Dubya is taking the nation to hell in a handbasket with poisonous policies that here get shot like skeet.
Not everyone gets fed from the same trough in this administration, says peerless rabble-rouser Ivins (You Got to Dance with Them What Brung You, 1998, etc.) with co-author Dubose. The wealthy, abetted by a courtier press corps and the acolytes of regulatory agencies, as well as by the executive branch, get served from a bottomless trough of monetary reward. When it comes down to it, suggest these genuinely populist authors, the whole question “is about who’s getting screwed, and about who’s doing the screwing.” Now that Bush has brought a low-tax, low-service, no-regulation state to Washington, the screwer is the government and the screwee every citizen who can’t claim a six-figure income.
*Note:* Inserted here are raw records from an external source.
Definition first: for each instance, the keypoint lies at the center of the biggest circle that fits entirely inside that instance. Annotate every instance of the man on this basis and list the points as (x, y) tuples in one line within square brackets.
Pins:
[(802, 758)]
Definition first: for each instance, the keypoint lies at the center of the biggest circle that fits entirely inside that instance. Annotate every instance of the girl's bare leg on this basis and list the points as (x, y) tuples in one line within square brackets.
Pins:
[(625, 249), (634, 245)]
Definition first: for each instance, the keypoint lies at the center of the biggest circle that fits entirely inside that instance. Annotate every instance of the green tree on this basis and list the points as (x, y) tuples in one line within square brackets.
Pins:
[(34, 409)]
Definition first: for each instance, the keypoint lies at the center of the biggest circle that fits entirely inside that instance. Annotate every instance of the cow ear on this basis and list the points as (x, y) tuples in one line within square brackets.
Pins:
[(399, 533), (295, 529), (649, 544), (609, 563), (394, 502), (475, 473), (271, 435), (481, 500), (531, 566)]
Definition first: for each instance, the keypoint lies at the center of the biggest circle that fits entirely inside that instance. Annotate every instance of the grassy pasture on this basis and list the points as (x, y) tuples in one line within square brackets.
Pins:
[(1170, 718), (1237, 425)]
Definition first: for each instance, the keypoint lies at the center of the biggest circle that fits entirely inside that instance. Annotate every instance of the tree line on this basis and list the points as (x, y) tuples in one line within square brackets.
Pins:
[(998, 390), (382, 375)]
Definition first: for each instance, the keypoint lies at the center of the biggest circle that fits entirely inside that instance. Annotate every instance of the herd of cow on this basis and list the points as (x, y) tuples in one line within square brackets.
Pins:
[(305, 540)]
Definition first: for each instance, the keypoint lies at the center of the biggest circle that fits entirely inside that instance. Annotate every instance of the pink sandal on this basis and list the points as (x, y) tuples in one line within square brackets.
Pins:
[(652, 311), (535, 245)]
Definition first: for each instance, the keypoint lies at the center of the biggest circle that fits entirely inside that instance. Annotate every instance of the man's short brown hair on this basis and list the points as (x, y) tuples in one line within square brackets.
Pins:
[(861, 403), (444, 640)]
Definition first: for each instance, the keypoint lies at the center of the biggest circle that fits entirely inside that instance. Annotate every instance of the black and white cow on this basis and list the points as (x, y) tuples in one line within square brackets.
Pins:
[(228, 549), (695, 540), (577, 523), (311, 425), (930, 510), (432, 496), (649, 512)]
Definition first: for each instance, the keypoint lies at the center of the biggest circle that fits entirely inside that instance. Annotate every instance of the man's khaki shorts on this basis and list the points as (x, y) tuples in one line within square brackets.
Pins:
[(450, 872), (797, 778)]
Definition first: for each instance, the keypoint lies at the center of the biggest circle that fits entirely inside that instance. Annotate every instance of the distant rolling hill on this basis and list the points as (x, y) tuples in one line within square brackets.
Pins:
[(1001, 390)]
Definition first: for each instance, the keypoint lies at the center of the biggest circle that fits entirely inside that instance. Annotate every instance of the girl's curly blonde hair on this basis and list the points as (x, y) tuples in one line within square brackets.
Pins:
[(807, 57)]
No airy abstractionists, the wry and tart Ivins and Dubose are thorough enough to keep us enraged, and they put a human face on suffering to exemplify the effects of bad policy: there are insults and attacks on individuals, along with Hammurabian reminders that law was meant to protect the powerless from the powerful. The writers hold the feet of campaign financing to the fire, as they do with crony capitalism, and they cover the de-funding of superfund sites, the axing of EPA administrators who buck the agency’s sorry recent legacy, and the crushing of OSHA’s influence. “Would you like some shit to go with your quarter pounder?,” they ask—and they’re not kidding. They cite the nasty underpinnings of faith-based initiatives but also mention people with a few units (“that’s Texan for a hundred mil”) who do good with their bounty, like B. Rapaport, an 84-year-old Jewish socialist from Waco, who recognizes a societal debt when he sees one.
A world without Ivins would be a much poorer, much less-informed place.